In the nineties even more students enrolled at the HC. New classes had to be established. There are two classes 5 now. New requirements have to be met, a well-equipped computer science room has been installed and additional class rooms have been set up in the boarding house building. Spanish as a third foreign language has found many friends, new subjects have been introduced: the science of natural phenomena, computer science for the young ones, natural sciences and technology. In class 9 new profiles can be chosen: arts or sports and the science of sport as main subjects.

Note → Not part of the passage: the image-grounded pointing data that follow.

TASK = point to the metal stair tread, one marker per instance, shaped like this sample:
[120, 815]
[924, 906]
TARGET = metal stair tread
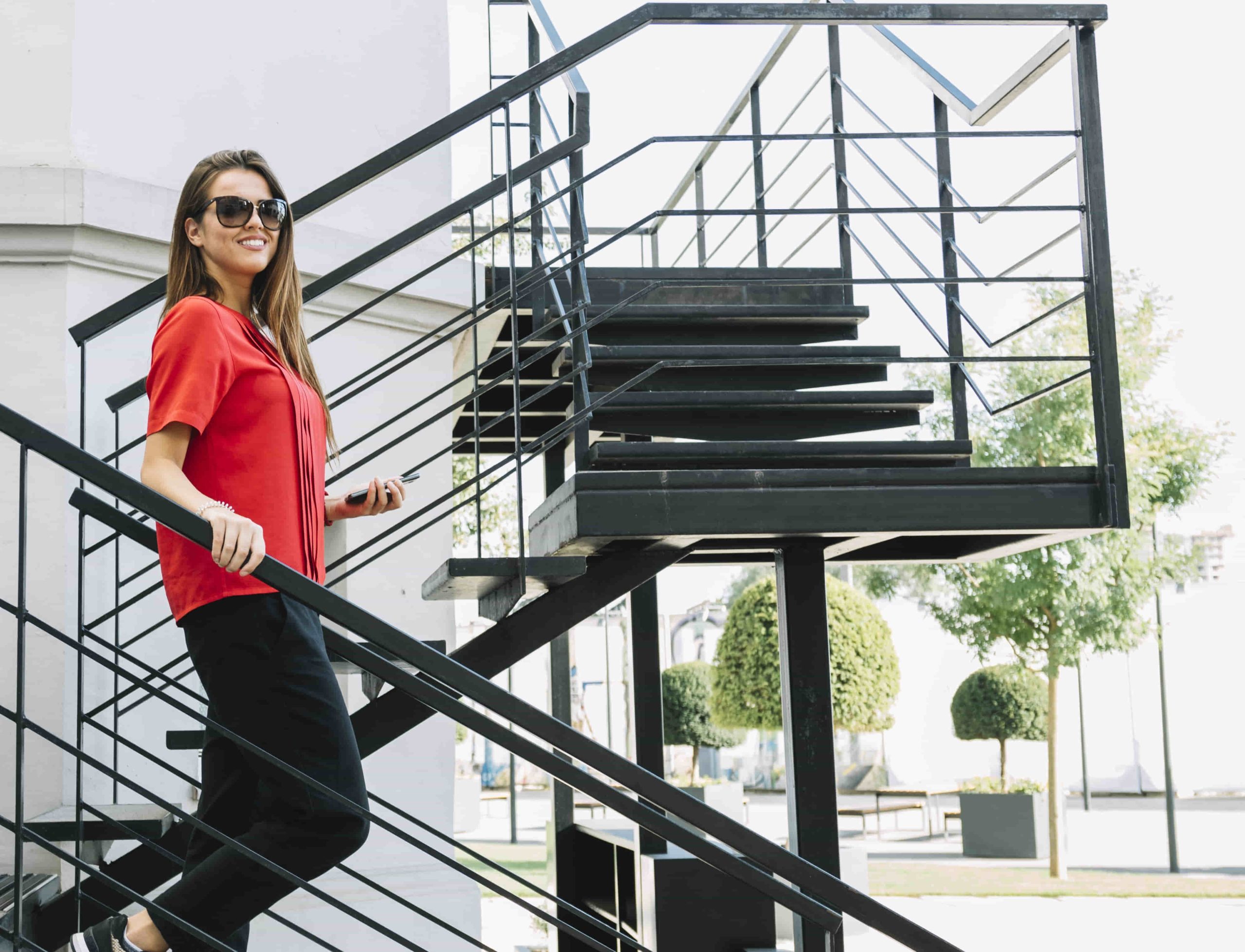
[703, 400]
[776, 454]
[60, 826]
[724, 313]
[604, 354]
[477, 577]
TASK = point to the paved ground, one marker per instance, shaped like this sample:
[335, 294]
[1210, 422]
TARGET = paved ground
[1117, 834]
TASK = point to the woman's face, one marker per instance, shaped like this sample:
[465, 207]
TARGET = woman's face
[236, 253]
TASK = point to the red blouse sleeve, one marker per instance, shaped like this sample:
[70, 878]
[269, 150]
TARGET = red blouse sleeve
[192, 367]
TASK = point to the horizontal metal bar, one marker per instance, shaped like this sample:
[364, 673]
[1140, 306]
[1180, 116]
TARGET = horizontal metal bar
[287, 768]
[142, 571]
[1044, 392]
[1028, 324]
[368, 658]
[1041, 251]
[797, 871]
[96, 871]
[870, 210]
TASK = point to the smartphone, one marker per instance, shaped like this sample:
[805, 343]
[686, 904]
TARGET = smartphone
[360, 495]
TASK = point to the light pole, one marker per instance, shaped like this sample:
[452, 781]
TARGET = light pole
[1085, 757]
[1173, 860]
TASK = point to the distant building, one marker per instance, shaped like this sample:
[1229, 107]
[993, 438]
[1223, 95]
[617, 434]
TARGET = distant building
[1208, 546]
[694, 635]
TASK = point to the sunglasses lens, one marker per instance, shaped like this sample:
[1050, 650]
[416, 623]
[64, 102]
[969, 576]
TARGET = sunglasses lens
[233, 211]
[272, 214]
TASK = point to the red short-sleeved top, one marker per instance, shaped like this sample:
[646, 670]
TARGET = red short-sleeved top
[258, 444]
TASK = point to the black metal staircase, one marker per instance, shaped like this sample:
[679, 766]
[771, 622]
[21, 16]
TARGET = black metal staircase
[705, 414]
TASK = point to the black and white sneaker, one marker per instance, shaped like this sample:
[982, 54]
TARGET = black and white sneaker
[107, 936]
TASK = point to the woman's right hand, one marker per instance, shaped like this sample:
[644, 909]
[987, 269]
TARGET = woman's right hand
[237, 542]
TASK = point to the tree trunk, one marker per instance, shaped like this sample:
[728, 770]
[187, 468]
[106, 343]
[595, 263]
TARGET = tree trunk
[1054, 798]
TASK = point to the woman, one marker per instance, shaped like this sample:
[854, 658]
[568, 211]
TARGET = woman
[237, 433]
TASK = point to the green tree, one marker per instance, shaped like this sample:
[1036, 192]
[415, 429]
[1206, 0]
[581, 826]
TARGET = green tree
[685, 716]
[1005, 702]
[864, 669]
[498, 513]
[1050, 606]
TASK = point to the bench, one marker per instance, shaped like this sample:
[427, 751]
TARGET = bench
[864, 813]
[590, 806]
[950, 815]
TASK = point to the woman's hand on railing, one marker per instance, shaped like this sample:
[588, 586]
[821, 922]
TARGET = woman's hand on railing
[237, 542]
[376, 502]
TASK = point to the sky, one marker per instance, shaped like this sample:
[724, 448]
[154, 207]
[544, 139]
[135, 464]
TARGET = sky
[1172, 149]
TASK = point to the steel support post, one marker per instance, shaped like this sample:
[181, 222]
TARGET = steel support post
[19, 675]
[1168, 784]
[700, 218]
[841, 158]
[950, 272]
[646, 693]
[562, 858]
[808, 718]
[1085, 754]
[579, 292]
[1108, 422]
[759, 176]
[536, 221]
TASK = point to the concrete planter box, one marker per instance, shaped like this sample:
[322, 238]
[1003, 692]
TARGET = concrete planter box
[726, 798]
[1005, 826]
[466, 803]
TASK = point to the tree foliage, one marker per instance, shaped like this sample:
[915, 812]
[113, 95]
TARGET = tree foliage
[685, 713]
[498, 513]
[1050, 606]
[1005, 702]
[864, 668]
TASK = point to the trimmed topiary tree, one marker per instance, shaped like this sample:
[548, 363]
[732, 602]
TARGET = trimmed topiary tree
[1005, 702]
[685, 716]
[864, 669]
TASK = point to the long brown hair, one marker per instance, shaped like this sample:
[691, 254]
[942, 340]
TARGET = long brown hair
[276, 293]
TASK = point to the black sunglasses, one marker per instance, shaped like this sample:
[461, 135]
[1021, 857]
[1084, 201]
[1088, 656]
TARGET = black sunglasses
[234, 211]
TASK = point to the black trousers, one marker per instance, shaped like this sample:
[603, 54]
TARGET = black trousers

Many new teachers contribute to the school spirit with their fresh ideas.
2004 brought new challenges: a new federal curriculum means additional subjects, the rules for the Abitur were changed, new technological developments have to be allowed for and the demand for modern media must not be neglected. The class rooms are constantly refurbished and modernized; the number of students is approaching the magical number of 500. More space is needed to accommodate them all. So action is taken.
2012 was a very special and extraordinary year for the school in every respect: The long dreamed of expansion of the building was finally put into practise. On the first day of the new school year the Turm (Tower) was ready to welcome the students: a moment in which to thank all the students and teachers for their patience with which they had endured the inconveniences during the building phase. It definitely was no easy time for everybody involved, least not for our project leader Mr Winter. He virtually slept on the building site to be there whenever new problems turned up and to solve them in his own pragmatic way.
About 300 sqm of new indoor school rooms were gained. Outside the gardens have been turned into plateaus so the pupils have more space during breaks. All this means more room – inclusive of the castle view! A new multi media room has been installed in the new building, which most likely provides a lot of pleasure for students and teachers.
All this formed part of our big jubilee programme and was an adequate way of celebrating 125 years of Heidelberg College! Looking back one thing is for sure: Heidelberg College is well- equipped for the future.
Since 2014 Eric Holzberg has been a member of the headmaster´s team. His are manifold tasks in the school and in the boarding sector. He is currently trained to take over a more decisive place in the school´s organisation. And with his two young children he has laid the foundation of the family´s continuation into the next generation.